Divorce in the first years of marriage? It happens. Here’s why:
I’ve always been open about talking about divorce. It’s a topic that rarely is mentioned in news articles or movies when the story is about a pair of newlyweds. People look at a couple who just said “I do” and jetted off on their honeymoon as if it’s certain their love will be everlasting - and while everyone hopes that to be true - the truth is, not every relationship will last forever.
Some will end in divorce and some will end in divorce during the first years of marriage.
I have a handful of friends getting divorced this year. I went to their weddings only a few years ago.
Every single one of them has a unique story as to why the marriage is ending.
The news always feels shocking to hear, but most things in life that happen suddenly can be heavy in our ears.
All of this made me wonder:
Are there common reasons couples get divorced as newlyweds?
The answer is yes.
Let’s look at those reasons, according to divorce lawyers.
Different Opinion on Having Children
For some couples, after marriage comes a conversation about when or if the couple wants to have kids.

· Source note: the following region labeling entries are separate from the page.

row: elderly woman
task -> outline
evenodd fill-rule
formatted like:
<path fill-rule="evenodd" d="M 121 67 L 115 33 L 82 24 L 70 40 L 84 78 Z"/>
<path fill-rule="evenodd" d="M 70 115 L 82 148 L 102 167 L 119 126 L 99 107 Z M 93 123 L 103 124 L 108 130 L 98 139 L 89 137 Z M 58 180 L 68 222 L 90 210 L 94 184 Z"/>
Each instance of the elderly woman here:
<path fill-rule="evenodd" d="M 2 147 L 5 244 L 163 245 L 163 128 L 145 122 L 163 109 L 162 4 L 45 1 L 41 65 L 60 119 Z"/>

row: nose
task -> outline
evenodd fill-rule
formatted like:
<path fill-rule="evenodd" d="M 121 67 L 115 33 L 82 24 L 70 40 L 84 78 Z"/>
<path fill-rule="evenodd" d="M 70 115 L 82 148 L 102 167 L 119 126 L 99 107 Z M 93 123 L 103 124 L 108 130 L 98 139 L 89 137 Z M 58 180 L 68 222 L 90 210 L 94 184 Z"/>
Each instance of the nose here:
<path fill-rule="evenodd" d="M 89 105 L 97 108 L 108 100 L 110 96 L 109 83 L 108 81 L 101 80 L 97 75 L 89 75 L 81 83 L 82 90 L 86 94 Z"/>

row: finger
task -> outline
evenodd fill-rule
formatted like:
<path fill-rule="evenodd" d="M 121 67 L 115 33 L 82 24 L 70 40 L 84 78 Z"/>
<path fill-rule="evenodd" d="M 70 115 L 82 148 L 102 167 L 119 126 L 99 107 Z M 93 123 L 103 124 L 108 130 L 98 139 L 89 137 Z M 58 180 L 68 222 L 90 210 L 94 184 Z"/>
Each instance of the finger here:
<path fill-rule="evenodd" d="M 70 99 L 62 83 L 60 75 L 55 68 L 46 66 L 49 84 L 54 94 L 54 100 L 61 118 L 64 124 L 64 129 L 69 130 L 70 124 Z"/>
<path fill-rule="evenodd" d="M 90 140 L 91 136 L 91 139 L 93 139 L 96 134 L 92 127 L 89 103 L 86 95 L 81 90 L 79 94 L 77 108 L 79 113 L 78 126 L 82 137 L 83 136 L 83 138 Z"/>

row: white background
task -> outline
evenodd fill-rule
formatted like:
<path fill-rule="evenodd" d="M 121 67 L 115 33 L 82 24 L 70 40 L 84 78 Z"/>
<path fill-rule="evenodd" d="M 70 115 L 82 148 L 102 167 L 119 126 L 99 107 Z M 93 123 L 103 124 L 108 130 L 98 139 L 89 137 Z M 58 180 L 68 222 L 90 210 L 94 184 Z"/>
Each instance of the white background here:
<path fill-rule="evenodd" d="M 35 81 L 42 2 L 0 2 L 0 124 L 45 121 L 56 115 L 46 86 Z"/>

Divorce lawyer Ronald Lieberman suggests making that conversation one that happens sooner rather than later.
“I suggested couples thinking of getting married have a discussion about whether they want to have children and if so when. Generally speaking, the couple needs to be on the same page regarding children otherwise it becomes a source of friction of one party feels like they are being put off for too long or if another party feels like they’re being forced,” says Lieberman.
Conflict Around Cleaning and Habits
You really get to know a person when you move in with them. So for couple’s who waited until they got married to share a space, Marina Shepelsky, CEO, founder and attorney at Shepelsky Law Group, says that could lead to some big problems.

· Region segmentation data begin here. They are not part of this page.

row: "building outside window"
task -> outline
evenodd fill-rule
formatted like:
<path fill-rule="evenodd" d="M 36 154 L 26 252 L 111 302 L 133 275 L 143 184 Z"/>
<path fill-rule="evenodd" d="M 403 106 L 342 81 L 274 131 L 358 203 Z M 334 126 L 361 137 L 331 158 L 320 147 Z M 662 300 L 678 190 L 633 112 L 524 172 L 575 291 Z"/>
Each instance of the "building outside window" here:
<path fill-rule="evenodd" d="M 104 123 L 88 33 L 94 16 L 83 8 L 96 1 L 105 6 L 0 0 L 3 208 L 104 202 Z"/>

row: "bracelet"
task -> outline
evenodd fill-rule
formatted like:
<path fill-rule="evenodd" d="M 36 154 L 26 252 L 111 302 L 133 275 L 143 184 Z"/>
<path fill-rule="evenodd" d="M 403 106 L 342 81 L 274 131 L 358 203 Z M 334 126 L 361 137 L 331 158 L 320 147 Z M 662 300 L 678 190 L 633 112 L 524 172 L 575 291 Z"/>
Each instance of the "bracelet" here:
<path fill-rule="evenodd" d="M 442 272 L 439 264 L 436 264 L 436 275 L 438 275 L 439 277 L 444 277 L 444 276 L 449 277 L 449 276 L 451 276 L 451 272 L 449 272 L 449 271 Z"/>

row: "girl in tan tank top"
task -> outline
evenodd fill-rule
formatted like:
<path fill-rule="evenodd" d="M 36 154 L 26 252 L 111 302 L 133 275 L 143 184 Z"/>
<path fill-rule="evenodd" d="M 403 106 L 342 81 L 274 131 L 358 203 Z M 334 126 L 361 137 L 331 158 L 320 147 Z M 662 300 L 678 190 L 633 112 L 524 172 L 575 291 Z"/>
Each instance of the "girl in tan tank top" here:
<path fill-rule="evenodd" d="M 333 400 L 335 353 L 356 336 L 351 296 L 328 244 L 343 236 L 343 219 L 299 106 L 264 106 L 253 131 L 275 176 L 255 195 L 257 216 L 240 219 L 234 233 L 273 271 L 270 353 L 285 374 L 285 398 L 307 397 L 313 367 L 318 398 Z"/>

“If spouses did not live together before marriage and just move in when they marry (for many religious couples, for example) - they have different ideas of personal and household hygiene, cleanliness, dirty socks on the floor, who runs the laundry, etc.",” says Shepelsky.

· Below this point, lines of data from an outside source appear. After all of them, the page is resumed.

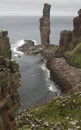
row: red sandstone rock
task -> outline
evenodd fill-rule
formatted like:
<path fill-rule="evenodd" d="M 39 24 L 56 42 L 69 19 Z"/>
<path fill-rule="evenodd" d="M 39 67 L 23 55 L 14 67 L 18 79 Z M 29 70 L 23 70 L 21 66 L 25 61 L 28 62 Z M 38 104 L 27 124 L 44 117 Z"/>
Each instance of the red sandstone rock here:
<path fill-rule="evenodd" d="M 49 4 L 44 4 L 43 16 L 40 18 L 40 35 L 43 46 L 50 43 L 50 8 Z"/>
<path fill-rule="evenodd" d="M 19 66 L 11 61 L 9 38 L 0 31 L 0 130 L 16 130 L 15 111 L 20 106 Z"/>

An Unwillingness to Compromise
The truth is, there are things that change after a couple gets married and one of those things is all about how much we’re willing to compromise. Dr. Tracy A. Pearson, J.D., says she saw this a lot when she practiced divorce law.
“Before people marry, there is a willingness to sacrifice anything for the partner in the relationship. After marriage, permanency takes hold features of personalities that might have been unnoticed or discounted can become destructive. Some people refuse to compromise and tend to the relationship. Sometimes, with perceived permanency comes complacency and a failure to tend to the relationship that was cultivated prior to marriage. These phenomenons are exacerbated when couples face adversity, like the death of a parent, a loss of a job, and even a death of a child. Implicit bias, in the form of survival kicks in, and the relationship is less of a priority,” says Dr. Pearson
Marriage Was to Save the Relationship
One thing I have personally learned (and seen) as a Bridesmaid for Hire are the many reasons people get married. It’s not always for love. Divorce Attorney, Melissa Fecak, says she’s seen couples get married to try to save their relationship.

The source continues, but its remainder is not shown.